Keys to Efficient Code Quality Management

How much time could you save with the right tools and processes in place?

software testing

Jason Lengstorf, VP of Developer Experience at Netlify, says there are two types of code work.

      1. Building out the actual vision of the business (building value)
      2. Building underlying boilerplate, configuration, and glue code that otherwise blocks building out the vision (foundational toil).

In both cases, code quality is paramount.

Lengstorf shares his insights on the most efficient ways to ensure quality code — and spend more time building value.

Why is it important to create automated processes for managing code quality?

Lengstorf: An analogy for this is a conveyor belt oven. Is it more expensive than a regular oven? Sure! But it eliminates a huge amount of cognitive load for the people in the kitchen — they can’t accidentally burn something if they get caught up in another task. The introduction of the right tool completely eliminates a category of failure and attention. People are freed up to focus on their other tasks, which are more valuable.

How do you manage code quality?

Lengstorf: To me, “code quality” is a blanket term for finding the right balance between safety and velocity. We want to be confident that what we ship isn’t going to break, and when it does, break, we want to be confident that we’ll discover the problem and ship a fix quickly.

Optimizing for safety can cause huge slowdowns in velocity. We add unit test coverage requirements, linting checks in our CI/CD, type checking, integration testing, snapshot testing, pre- and post-commit hooks, and a whole bunch of safety checks — and each one adds time and cognitive load for the developers using them. All of this reduces shipping velocity.

Optimizing for velocity leads to cutting corners, shipping sloppy code to production, and other choices that result in tech debt — and that also hugely reduces shipping velocity (but later down the road, which often makes it easy to ignore at first).

Great code quality is putting the minimum safety checks in place — and using the right tools to keep those checks fast — so that the team is confident, but remembering that safety is only useful if it’s in service of shipping. If the process becomes too cumbersome, devs will work around it and/or drag their feet about shipping because they don’t want to deal with the hoops. Getting the balance right means the team is as fast and as safe as they can reasonably be, and that’s a sign of high-quality code.

Which members of your team are responsible for code quality?

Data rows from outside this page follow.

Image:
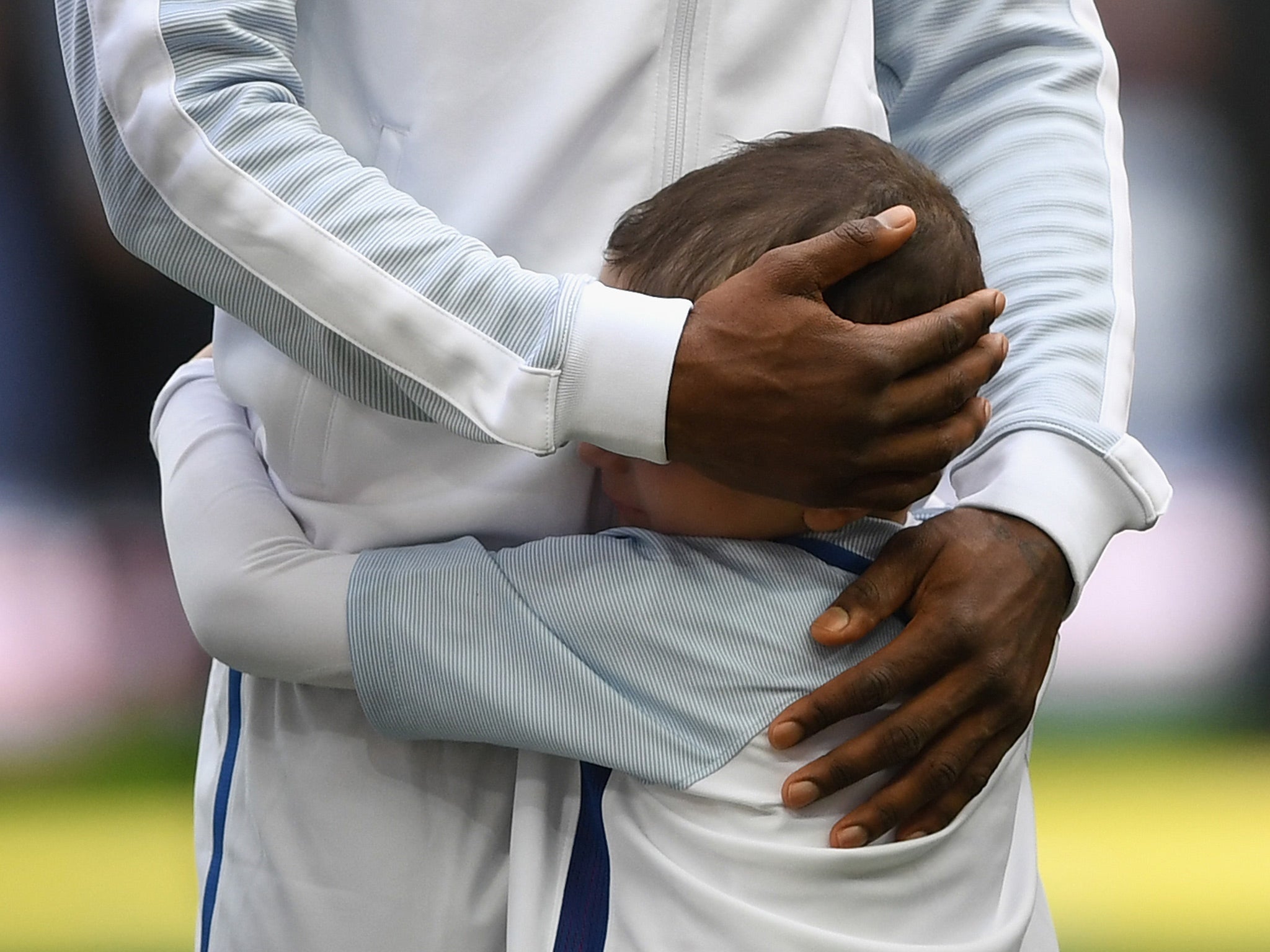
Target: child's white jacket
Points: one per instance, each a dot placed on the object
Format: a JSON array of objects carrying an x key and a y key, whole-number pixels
[{"x": 323, "y": 172}]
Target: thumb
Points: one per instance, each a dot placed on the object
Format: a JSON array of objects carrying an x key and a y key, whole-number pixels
[
  {"x": 882, "y": 591},
  {"x": 853, "y": 245}
]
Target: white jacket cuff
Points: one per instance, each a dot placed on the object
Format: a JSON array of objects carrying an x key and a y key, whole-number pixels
[
  {"x": 616, "y": 375},
  {"x": 1075, "y": 495}
]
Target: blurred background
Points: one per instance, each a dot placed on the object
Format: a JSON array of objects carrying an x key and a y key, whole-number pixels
[{"x": 1152, "y": 760}]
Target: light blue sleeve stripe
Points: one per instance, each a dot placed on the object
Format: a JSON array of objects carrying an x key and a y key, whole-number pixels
[
  {"x": 660, "y": 656},
  {"x": 1009, "y": 99},
  {"x": 234, "y": 77}
]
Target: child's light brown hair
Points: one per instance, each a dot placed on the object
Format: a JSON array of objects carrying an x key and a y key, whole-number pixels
[{"x": 716, "y": 221}]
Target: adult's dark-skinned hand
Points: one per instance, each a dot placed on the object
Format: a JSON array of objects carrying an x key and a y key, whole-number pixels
[
  {"x": 774, "y": 394},
  {"x": 986, "y": 593}
]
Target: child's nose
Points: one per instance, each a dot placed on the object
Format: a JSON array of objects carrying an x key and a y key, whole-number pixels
[{"x": 600, "y": 459}]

Lengstorf: Every team member is responsible for code quality in the cultural sense. We need to be fully bought into what “code quality” means on our team and be willing to follow the processes and guidelines that were put into place.

In addition to a culture of code quality, there should be a handful of folks on an internal tools team whose job is watching the dev workflow, spotting issues and pain points, and helping smooth those over either by improving the existing tooling, replacing troublesome tools with less cumbersome options, and/or removing redundant or unnecessary checks to reduce the cognitive burden on production teams.

How do you streamline their workflows?

Lengstorf: Set up processes that provide feedback as early in the process as possible. For example, running a code linter in CI/CD can be extremely frustrating — it takes minutes (or sometimes hours) to get feedback from the CI/CD process, which breaks flow for the developer. A linter should be running in the developer’s IDE so they catch issues before they even save. (Or even better: use Prettier and auto-fix issues and never fail a build on linting again.)

Choose platforms that give developers feedback in a way that’s as close to production as possible. This is one of the things we’ve worked hard on at Netlify: devs get a local dev experience through our CLI that matches the deploy preview environment that matches the production environment — devs don’t have to keep environmental differences in mind and can be confident that if their code works locally, it’ll work in staging and production, too.

Be realistic about what checks are actually adding value. Does 100 percent test coverage actually make the code better? Or does it slow down the team in a way that 80 percent coverage wouldn’t — and for no measurable gain other than a “perfect score”?

How much time can it save?

Lengstorf: In my own experience, putting the right systems in place saves huge amounts of time. This happens in a few ways.

      1. Developers get feedback quickly as they develop, so they stay in the flow and have fewer failed PR builds.
      2. By choosing tools that abstract away the boilerplate, developers spend the majority of their time building actual features instead of knocking out foundational toil tickets that are repetitive and not a differentiating feature. This means that devs working the same number of hours end up delivering more valuable work by setting them up with the right underlying platforms and tooling.
      3. A high-quality CI/CD flow that only runs useful checks is faster and less frustrating. This cuts down on the amount of time waiting for builds to complete — those saved minutes add up quickly over the course of a year!
      4. Striking the right balance on code quality creates a culture of building quality code — this means less tech debt accumulates over time, which avoids the major challenge many teams have where they have to trade off between getting something delivered on time with crappy code or missing the deadline to try and build it in a more maintainable way.

This means the speed gains are sustainable — and that’s before you factor in things like higher retention of team members because they’re not frustrated by the processes and codebase.